Shell – Ctrl+c and Ctrl+z to interrupt/suspend jobs

interruptshellsignalsterminal

To kill a hanging job, I use Ctrl+c, to send an interrupt signal to the hanging job. Sometimes this wouldn't stop the job, at least not immediately. I can then use Ctrl+z to suspend the job and then kill it with kill %1 (or whatever the number of the job is).

Why is Ctrl+z more powerful than Ctrl+c in interfering with a job? Sometimes, not even Ctrl+z works. Are there other key combinations one could use in such situations?

I tried stty -a, but none of the other listed key combinations do anything for me.

Best Answer

Ctrl+C (control character intr): It will send SIGINT signal to a process and usually application gets abort but the application can handle this signal. For example you can handle a signal with signal() function in C Language.

Ctrl+Z (control character susp): It will send SIGTSTP signal to a process to put it in background and like SIGINT it can be handle.

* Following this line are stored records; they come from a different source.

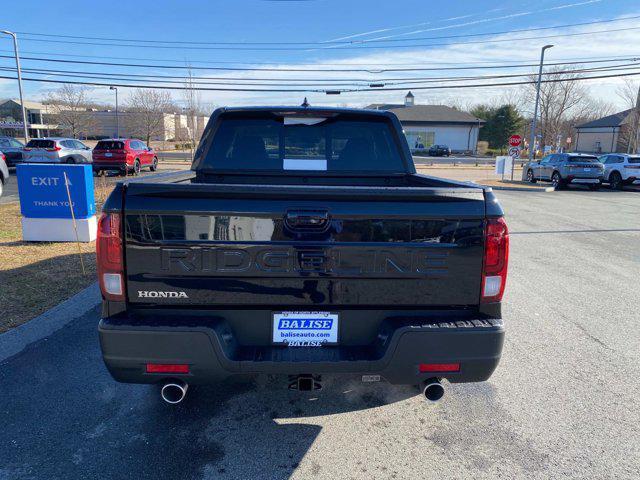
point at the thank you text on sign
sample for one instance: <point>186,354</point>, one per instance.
<point>44,202</point>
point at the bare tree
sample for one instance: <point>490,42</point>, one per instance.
<point>146,109</point>
<point>559,101</point>
<point>629,93</point>
<point>69,107</point>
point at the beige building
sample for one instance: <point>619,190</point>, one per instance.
<point>39,119</point>
<point>42,122</point>
<point>426,125</point>
<point>610,134</point>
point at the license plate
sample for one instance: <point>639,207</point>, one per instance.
<point>305,329</point>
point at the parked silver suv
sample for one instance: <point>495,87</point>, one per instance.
<point>56,150</point>
<point>563,169</point>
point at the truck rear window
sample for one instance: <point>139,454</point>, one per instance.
<point>583,159</point>
<point>307,144</point>
<point>109,145</point>
<point>41,144</point>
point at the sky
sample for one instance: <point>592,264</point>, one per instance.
<point>307,35</point>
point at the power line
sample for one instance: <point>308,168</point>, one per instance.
<point>289,79</point>
<point>310,82</point>
<point>357,90</point>
<point>370,66</point>
<point>306,70</point>
<point>332,42</point>
<point>331,47</point>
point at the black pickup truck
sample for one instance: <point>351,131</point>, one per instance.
<point>302,242</point>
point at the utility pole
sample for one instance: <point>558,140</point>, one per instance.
<point>532,144</point>
<point>634,138</point>
<point>24,111</point>
<point>117,117</point>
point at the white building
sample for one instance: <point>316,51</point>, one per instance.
<point>426,125</point>
<point>43,122</point>
<point>610,134</point>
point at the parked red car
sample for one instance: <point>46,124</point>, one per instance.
<point>123,154</point>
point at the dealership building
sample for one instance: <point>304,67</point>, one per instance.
<point>611,134</point>
<point>426,125</point>
<point>42,122</point>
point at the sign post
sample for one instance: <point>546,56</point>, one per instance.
<point>47,213</point>
<point>515,144</point>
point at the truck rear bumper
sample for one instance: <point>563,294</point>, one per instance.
<point>213,355</point>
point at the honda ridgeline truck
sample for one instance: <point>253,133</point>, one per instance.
<point>302,242</point>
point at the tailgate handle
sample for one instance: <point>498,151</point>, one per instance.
<point>307,219</point>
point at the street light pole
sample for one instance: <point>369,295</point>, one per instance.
<point>24,111</point>
<point>532,144</point>
<point>117,117</point>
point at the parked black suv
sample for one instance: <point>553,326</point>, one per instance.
<point>439,151</point>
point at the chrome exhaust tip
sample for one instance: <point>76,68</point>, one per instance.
<point>174,392</point>
<point>432,389</point>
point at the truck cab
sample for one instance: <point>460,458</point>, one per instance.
<point>301,243</point>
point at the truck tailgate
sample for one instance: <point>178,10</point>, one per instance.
<point>300,246</point>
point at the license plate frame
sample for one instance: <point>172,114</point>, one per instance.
<point>315,328</point>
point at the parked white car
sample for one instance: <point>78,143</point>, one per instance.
<point>620,169</point>
<point>56,150</point>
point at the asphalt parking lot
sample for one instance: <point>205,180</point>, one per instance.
<point>563,403</point>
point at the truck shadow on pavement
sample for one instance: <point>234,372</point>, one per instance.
<point>63,416</point>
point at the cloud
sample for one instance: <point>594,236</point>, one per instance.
<point>598,45</point>
<point>603,45</point>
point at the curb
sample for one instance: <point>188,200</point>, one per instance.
<point>521,189</point>
<point>17,339</point>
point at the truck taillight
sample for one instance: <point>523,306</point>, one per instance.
<point>496,259</point>
<point>109,257</point>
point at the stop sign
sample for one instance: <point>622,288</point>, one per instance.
<point>515,140</point>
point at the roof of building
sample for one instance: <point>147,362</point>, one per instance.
<point>27,103</point>
<point>614,120</point>
<point>426,113</point>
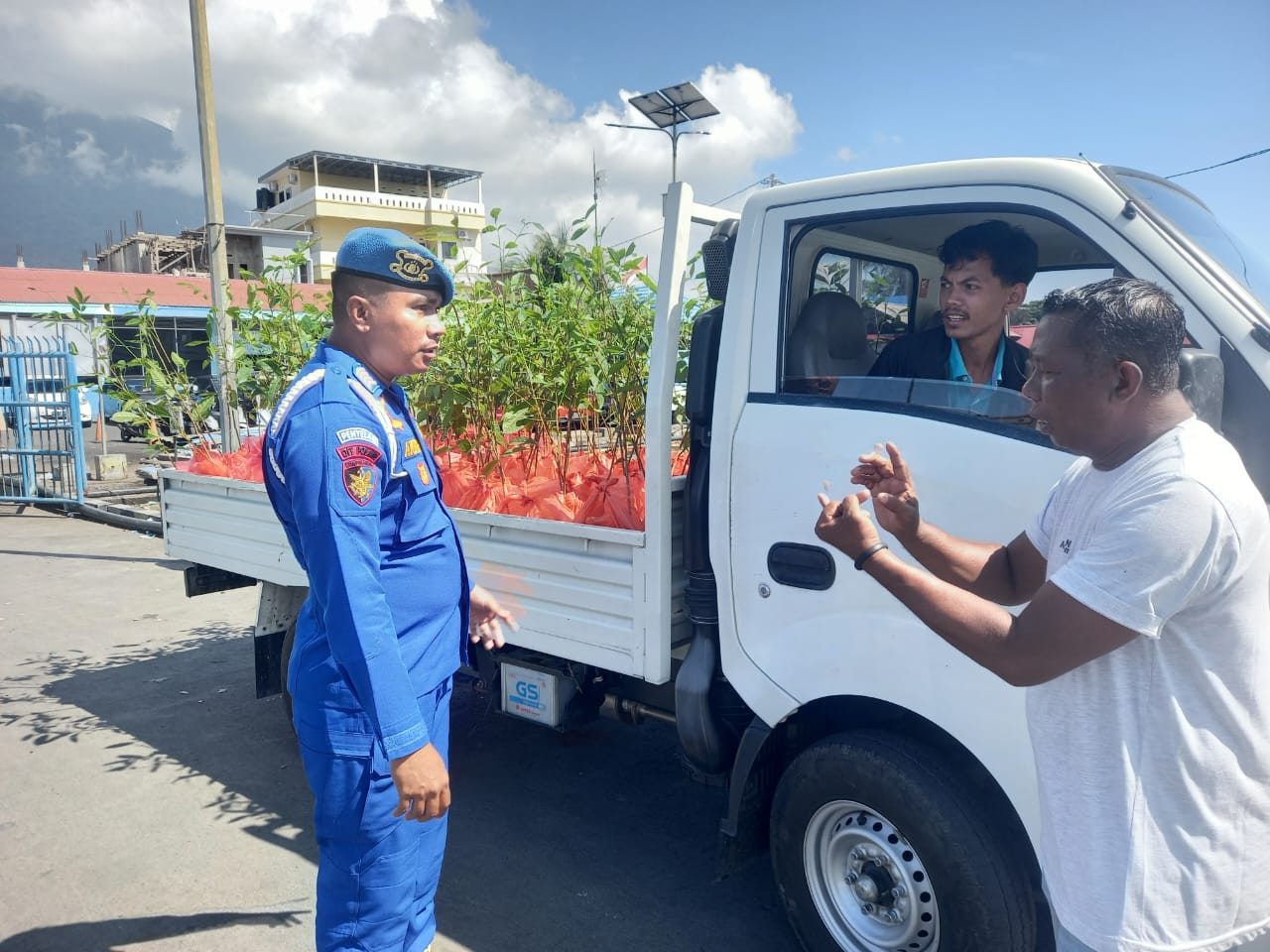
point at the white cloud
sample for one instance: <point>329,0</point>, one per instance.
<point>32,153</point>
<point>408,80</point>
<point>87,159</point>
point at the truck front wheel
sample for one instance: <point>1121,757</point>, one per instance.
<point>878,846</point>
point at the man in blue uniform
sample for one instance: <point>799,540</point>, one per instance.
<point>382,630</point>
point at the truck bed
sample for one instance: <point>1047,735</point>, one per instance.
<point>583,593</point>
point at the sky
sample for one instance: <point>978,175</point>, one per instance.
<point>98,119</point>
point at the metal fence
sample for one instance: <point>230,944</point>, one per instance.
<point>42,419</point>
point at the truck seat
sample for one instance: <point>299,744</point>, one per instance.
<point>829,339</point>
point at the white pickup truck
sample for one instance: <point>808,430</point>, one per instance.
<point>889,777</point>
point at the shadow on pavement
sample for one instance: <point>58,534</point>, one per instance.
<point>593,839</point>
<point>187,708</point>
<point>111,933</point>
<point>173,563</point>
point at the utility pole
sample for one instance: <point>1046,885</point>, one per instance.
<point>594,194</point>
<point>222,327</point>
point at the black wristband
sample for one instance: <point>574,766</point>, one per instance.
<point>869,553</point>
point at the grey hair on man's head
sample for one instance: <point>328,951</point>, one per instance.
<point>1125,318</point>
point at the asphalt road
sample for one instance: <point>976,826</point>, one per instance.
<point>150,801</point>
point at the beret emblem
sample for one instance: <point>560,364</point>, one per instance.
<point>412,266</point>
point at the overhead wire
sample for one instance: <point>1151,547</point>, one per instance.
<point>1218,166</point>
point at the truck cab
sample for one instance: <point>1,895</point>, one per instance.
<point>889,777</point>
<point>893,775</point>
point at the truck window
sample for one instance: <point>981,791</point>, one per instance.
<point>855,306</point>
<point>855,286</point>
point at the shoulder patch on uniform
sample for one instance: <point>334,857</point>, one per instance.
<point>289,399</point>
<point>358,462</point>
<point>357,433</point>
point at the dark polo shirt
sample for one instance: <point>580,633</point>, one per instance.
<point>925,356</point>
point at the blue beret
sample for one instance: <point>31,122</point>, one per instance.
<point>389,255</point>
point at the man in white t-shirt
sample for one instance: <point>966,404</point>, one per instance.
<point>1146,643</point>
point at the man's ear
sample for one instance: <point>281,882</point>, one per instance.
<point>1128,380</point>
<point>1016,298</point>
<point>357,311</point>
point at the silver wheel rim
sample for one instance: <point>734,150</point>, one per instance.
<point>869,885</point>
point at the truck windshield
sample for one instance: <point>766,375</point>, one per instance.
<point>1189,218</point>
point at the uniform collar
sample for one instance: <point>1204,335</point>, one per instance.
<point>335,358</point>
<point>956,366</point>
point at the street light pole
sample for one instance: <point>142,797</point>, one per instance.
<point>222,326</point>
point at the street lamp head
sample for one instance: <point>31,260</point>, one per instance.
<point>668,109</point>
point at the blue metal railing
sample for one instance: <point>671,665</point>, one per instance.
<point>41,424</point>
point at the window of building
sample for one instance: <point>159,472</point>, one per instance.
<point>856,287</point>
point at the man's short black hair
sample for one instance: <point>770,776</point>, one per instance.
<point>1008,248</point>
<point>1125,318</point>
<point>344,286</point>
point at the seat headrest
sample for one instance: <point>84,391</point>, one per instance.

The process will not kill immediately with Ctrl+C if it has wait I/O and you have to wait to finish its I/O and then the application will terminate from memory. ‌
But Ctrl+Z will pause your process and its I/Os. Technically the operating system will not give it CPU time and if you kill the background process, it may lose some I/O and data.

For force killing a process you have to SIGKILL or signal number 9 which is most powerful signal - the operating system will kill it immediately, but you may lose data, as the program will have no way to react to this signal.